Recently, there are growing demands in the robot industry for light structures in order to increase the speed of motion and thus the productivity. As a slender structure gets lighter, it tends to be flexible, leading to severe operational vibration particularly at its free end. In the design of a vibration controller, the robust stability should be checked first since the dynamics of the cantilever beam, which simulates a flexible multi-axis robot arm or a flexible manipulator with varying length, also changes during operation.
In this study, $H_∞$ control theory is adopted as the design technique for a robust controller, which robustly stabilizes the system and satisfies the desired performance, since it has two advantages: One is the fact that variations in system parameters can be considered as the uncertainty in a mathematical model, requiring, not an accurate model of uncertainty, but only its upper bound. The other is that the desired performance of the system is defined as the maximal magnitude of the closed-loop transfer function which can be easily understood.

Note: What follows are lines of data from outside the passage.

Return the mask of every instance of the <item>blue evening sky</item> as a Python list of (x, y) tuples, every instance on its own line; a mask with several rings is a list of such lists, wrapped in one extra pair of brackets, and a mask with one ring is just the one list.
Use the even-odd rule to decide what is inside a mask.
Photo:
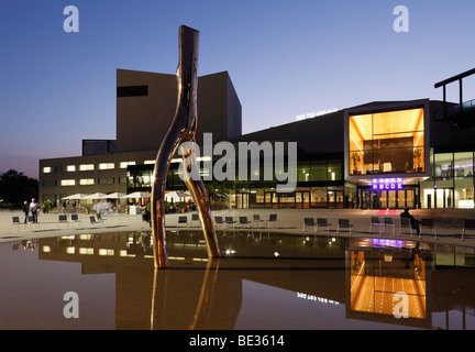
[[(79, 10), (66, 33), (63, 10)], [(409, 32), (393, 13), (409, 10)], [(178, 28), (200, 31), (199, 75), (228, 70), (243, 132), (375, 100), (442, 99), (475, 67), (473, 0), (0, 0), (0, 173), (115, 139), (115, 69), (175, 74)], [(475, 99), (475, 77), (465, 100)], [(457, 100), (456, 85), (449, 98)]]

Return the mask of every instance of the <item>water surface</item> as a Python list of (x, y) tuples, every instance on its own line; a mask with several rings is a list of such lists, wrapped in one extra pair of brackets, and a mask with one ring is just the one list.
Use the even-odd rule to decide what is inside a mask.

The cantilever beam with varying natural frequency has the matrix-fraction uncertainty. In order to effectively describe the system with the matrix-fraction uncertainty, an $H_∞$ controller design scheme based on the matrix fraction stability condition is proposed. The matrix fraction stability condition gives a good robust stability by separating the uncertainty of a nominal plant into the variations in the numerator and denominator. The proposed controller is then applied to the cantilever beam with a piezoelectric-type servo-damper such that the vibration at the free end of the beam is effectively suppressed, while its effective length slowly changes. Vibration control experiments are performed to investigate the performance and robust stablity of the proposed controller when the cantilever beam is in rest and moves.
Though the piezoelectric-type servo-damper has a good damping effect, the ...